Por un lado, la gente se admira de su autoridad y sabiduría; pero
por otro, les decepciona su realidad tan humana y humilde, que no corresponde a
la idea que tienen del Mesías. Por un lado están los que dictan la manera como
Dios debe actuar y pretenden hacerle decir lo que les conviene; por otro están
los sencillos de corazón que confían en Dios, acogen su palabra y hacen su
voluntad. Los primeros no están dispuestos a renunciar a sus convicciones, no
permiten que Dios les cambie sus intereses egoístas; los segundos llegan a ver
en el ejemplo de Jesús el camino que los conduce a la vida verdadera.
Jesús habla de su origen. Él no ha venido por su propia cuenta,
sino que ha sido enviado por aquel que
dice la verdad. Es el Hijo, que está desde el principio con el Padre. La
razón de no reconocerlo como el Enviado es que no conocen a Dios. Pero esta
pretensión de provenir de Dios y de ser igual a Él, les resulta insoportable.

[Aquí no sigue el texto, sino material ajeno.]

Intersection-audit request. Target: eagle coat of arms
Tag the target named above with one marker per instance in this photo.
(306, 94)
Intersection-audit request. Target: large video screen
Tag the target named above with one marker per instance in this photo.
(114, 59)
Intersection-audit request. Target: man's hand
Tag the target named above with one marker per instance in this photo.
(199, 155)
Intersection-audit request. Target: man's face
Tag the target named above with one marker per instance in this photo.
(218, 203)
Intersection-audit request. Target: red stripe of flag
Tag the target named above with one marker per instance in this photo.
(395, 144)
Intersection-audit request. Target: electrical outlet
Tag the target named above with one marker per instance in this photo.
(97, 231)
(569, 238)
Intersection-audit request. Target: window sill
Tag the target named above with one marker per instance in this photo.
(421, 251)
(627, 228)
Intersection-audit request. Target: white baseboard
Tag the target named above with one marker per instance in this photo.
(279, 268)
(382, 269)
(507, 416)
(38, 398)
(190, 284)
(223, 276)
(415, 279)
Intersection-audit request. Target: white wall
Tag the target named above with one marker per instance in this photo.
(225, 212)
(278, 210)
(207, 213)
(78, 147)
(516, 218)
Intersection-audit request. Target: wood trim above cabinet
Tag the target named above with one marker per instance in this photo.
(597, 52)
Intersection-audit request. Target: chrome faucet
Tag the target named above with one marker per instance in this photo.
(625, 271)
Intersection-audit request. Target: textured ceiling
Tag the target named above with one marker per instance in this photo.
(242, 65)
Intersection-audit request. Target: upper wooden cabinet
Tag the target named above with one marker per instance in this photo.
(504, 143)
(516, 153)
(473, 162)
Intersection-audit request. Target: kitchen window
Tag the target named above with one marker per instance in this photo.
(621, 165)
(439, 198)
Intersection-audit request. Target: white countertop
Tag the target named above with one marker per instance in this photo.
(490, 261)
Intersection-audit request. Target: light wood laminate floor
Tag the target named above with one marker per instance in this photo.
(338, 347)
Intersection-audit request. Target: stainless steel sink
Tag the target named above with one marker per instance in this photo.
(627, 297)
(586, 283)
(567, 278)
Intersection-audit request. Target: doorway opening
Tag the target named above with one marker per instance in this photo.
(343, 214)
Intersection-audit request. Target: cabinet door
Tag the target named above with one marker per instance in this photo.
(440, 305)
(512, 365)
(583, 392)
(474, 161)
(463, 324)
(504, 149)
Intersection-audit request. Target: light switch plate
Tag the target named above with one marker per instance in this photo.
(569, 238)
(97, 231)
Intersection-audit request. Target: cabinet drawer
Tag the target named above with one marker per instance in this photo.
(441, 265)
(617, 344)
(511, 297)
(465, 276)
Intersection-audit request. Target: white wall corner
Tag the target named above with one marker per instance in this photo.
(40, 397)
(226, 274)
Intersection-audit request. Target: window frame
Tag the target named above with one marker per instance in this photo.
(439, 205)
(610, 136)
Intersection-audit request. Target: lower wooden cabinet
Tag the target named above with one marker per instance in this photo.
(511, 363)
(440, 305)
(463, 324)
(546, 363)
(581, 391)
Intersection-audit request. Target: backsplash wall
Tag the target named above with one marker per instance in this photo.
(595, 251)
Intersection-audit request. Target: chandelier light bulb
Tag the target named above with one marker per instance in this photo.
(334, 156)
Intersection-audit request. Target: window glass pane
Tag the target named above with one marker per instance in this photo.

No advierten que desde el origen de la humanidad, los hombres han
pretendido ser iguales a Dios (la tentación de Adán) por presunción orgullosa, mientras
que Jesús llama Padre mío a Dios, porque vive un experiencia absolutamente
peculiar de ser el Hijo, que todo lo recibe del Padre para darlo a los
hermanos, realizando así la obra de Dios, que es ofrecer a todos el don de su
amor salvador.
Esta experiencia que tiene Jesús de su cercanía e intimidad con
Dios, le hace no poder entenderse a sí mismo sino como el Hijo; no poder hablar
sino con la convicción de que Dios se comunica en sus palabras; no poder actuar
sino realizando obras en las que es Dios mismo quien sana y perdona. En la
persona de Jesús, Dios se da a conocer de un modo humano. Ningún fundador de
religión se ha atrevido a considerarse así; de haberlo hecho, habría sido
considerado un loco, un blasfemo o un embustero. Y esto fue lo que pensaron de
Jesús sus contemporáneos. Entonces los
jefes de los sacerdotes, de acuerdo con los fariseos, enviaron guardias para
que lo detuvieran.
Tocamos aquí la tesis central del evangelio de San Juan, expresada
ya en su prólogo: Jesús es la Palabra, la comunicación plena de Dios a la
humanidad, que estaba desde el principio en Dios y era Dios. Estaba en el mundo, pero el mundo no la reconoció. Vino a los suyos,
pero los suyos no la recibieron. A cuantos la recibieron, a todos los que creen
en su nombre, les dio la capacidad de ser hijos e hijas de Dios. Nosotros lo
hemos conocido y creemos en Él. Nos toca demostrar nuestra capacidad de
comportarnos como hijos e hijas de Dios.